El Huesca cayó al descenso tras perder 1-0 en Vitoria ante el líder de la categoría, pero al parecer, según alguna crónica y declaraciones oficiales del club, no hay mayor problema, todo está bien y hay que seguir tranquilos.

alavés - huesca 04Tampoco es cuestión de ponerse catastrofista y pensar que todo está perdido y que el Huesca no tiene remedio, ni mucho menos, pero no podemos ponerle paños calientes a las heridas del equipo, porque son sabidas y reconocidas, y se siguen sin asumir.

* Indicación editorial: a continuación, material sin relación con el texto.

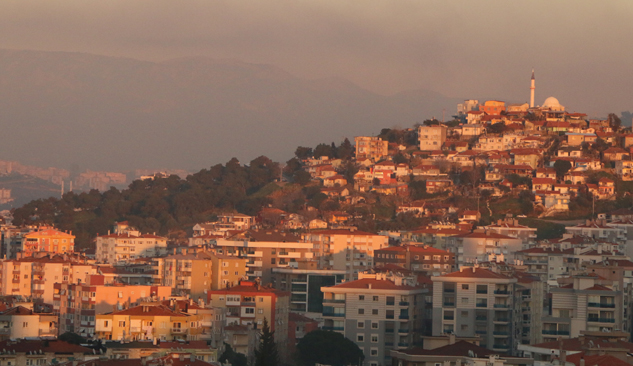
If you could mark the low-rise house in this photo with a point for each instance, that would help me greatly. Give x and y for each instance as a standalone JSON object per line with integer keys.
{"x": 615, "y": 154}
{"x": 438, "y": 185}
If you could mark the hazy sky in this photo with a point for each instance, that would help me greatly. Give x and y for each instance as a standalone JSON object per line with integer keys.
{"x": 581, "y": 50}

En lo deportivo, el equipo ha encajado gol por decimotercera jornada consecutiva, cosa que sería anecdótica si en ataque fuera letal o resolutivo. Pero cuando no se puede conseguir eso sino todo lo contrario, no encajar, o no facilitarles las cosas a los rivales, se antoja más vital si cabe, y en esa faceta pocas decisiones y remedios se han tomado, y si se hubieran hecho, han pasado inadvertidos para quien suscribe y para el resultado final del pleito. Por contra el equipo no juega mal del todo, y fruto de ello es que cada partido genera un buen puñado de ocasiones, que por desgracia casi nunca acaban en gol. Me alegra saber que el equipo tiene mimbres para ello, pero agarrarse a tener muchas ocasiones y decir que el equipo llega mucho al área contraria, no me vale como argumento para que todo vaya miel sobre hojuelas. Al fútbol se juega en ambas áreas: en la propia el equipo es blando y en la rival fallón, de ahí que ahora mismo el equipo sea el cuarto peor de la liga, pues al fútbol se gana con goles, se permanece con puntos y el orgullo y el merecimiento no suman ni marcan

Fuera del césped tampoco se atisban problemas. El Huesca a día de hoy ha tenido 5 jugadores que por distintos motivos han enfilado la puerta de salida, y momentáneamente, sólo una llegada, esperanzadora y con currículum suficiente para asegurar que ha sido un buen refuerzo.

De las salidas, a pocos o probablemente a ninguno les sorprende que Carlos Calvo y Jonathan Moya ya no estén en el Huesca, pero que el delantero goleador del equipo y el lateral diestro titular (pues ha jugado más minutos que Óscar Ramírez), y una de las piezas claves del ascenso se hayan ido por diversos motivos, tampoco debería extrañarle al personal, según parece.

Manolo posa en su presentación con Osasuna | Foto: diariodenavarra.es
Manolo posa en su presentación con Osasuna | Foto: diariodenavarra.es

Mainz no contaba para Anquela, a pesar de que al equipo le ha faltado acierto en ataque. Aytami prefiere irse a un equipo de Segunda B a pesar de tener minutos en segunda; ha pedido al club salir y el Huesca no se ha negado, o le ha pedido que aguardara mientras le buscaba un recambio. En eso el Huesca pocas veces se equivoca y tiene el detalle de facilitar la salida a quien la pide. Pero cuando preguntas por la salida de Manolo, o te dan la callada por respuesta, o se agarran al “no entra en los planes del míster”, o la última y más hilarante, que el Huesca tiene 5 jugadores (Mérida, Bambock, Ros, Jesús Valentín y Manolo) para ocupar dos puestos, y que alguien sobra allí. Curiosamente, cuando el canario Jesús Valentín llegó al Huesca, la secretaría técnica no se cansó de repetir que Valentín venía para jugar de central, y ahora interesa decir que es medio centro. Pues no señor, saben de sobra que esa no es la realidad, pero prefieren seguir contando el cuento a reconocer la verdad sobre el tema.

Que el Huesca ha acertado a priori con la llegada de Mikel Arruabarrena es de aplaudir, porque no es fácil convencer a un futbolista de club que salga de su equipo, baje una categoría y llegue a un equipo que respira agónicamente en la tabla, eso no hay que negarlo. Como tampoco que la salida de Manolo nadie la comprende, y que en el mes de enero un futbolista que cuenta con minutos quiera irse a un equipo de inferior categoría, algo querrá decir, las cosas no se estarán haciendo bien en algunos estamentos del club, porque estas cosas pasan por algo y no por casualidad.

Pensemos pues que el partido del sábado es muy importante, aprovechemos los puntos fuertes del equipo, que los hay, y dejemos de mirarnos al ombligo diciendo “todo va bien, aquí no pasa nada.”

Aquí pasa que el equipo está decimonoveno, le hacen siempre goles, le cuesta marcar y ha ganado un único partido en casa en lo que va de temporada. No lo digo yo, lo dicen los números, y esos números no van bien.